The reduce-only job is not possible. If we view the internal flow of data movement from local HDFS store to Mapper, the OOTB components namely InputFormat,InputSpilt and RecordReader are getting executed in a sequential manner to provide input data as key-value pair to Mapper first.
Reducer takes a set of an intermediate key-value pair produced by the mapper as the input. After that, it runs a reduce function on each of them to generate the output. Thus the output of the reducer is the final output, which it stored in HDFS. Usually, in the reducer, we do aggregation or summation sort of computation.
Reducer has three primary phases-
Shuffle- In this phase, for each reducer hadoop framework collects the relevant partition of the output of all the Mappers by HTTP.
Sort- The framework groups Reducers inputs by the key in this Phase.
Shuffle/sorting phases occur simultaneously.
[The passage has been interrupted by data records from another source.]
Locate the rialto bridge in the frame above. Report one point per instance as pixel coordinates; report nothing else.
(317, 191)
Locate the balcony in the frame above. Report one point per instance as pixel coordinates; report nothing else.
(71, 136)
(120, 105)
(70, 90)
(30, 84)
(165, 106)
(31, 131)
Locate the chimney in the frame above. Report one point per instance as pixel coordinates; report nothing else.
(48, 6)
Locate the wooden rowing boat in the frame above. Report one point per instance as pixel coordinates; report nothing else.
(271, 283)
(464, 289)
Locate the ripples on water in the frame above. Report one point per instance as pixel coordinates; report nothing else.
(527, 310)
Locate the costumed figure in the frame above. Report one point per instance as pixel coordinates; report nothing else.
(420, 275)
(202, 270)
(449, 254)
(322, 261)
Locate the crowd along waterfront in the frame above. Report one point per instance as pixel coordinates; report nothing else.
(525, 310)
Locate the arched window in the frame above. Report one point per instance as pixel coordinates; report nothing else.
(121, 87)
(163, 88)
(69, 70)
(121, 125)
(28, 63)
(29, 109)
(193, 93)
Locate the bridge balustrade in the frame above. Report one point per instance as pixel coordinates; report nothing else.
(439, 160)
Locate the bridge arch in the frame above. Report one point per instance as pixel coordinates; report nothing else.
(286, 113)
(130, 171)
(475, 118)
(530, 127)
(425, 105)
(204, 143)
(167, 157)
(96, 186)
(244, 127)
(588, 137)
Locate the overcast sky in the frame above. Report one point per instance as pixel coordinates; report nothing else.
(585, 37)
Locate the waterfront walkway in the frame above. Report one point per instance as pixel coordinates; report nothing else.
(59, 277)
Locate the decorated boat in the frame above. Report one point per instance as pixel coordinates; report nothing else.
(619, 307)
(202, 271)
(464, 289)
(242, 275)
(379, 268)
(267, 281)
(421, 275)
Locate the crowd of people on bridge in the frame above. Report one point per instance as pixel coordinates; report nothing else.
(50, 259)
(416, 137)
Reduce- After shuffling and sorting, reduce task aggregates the key-value pairs. In this phase, call the reduce (Object, Iterator, OutputCollector, Reporter) method for each <key, (list of values)> pair in the grouped inputs.
So if we try to write the reduce-only job, the above steps have to be omitted which Hadoop won’t allow.
No, Reduce Only job can’t exist because the reducer’s input is the intermediate data in the form of key-value pair from the Mapper. Since the source of it’s input is the mapper output and the reducer produces final output as aggregation/summation sort of function occurs here, the map-reduce function is incomplete without reducer.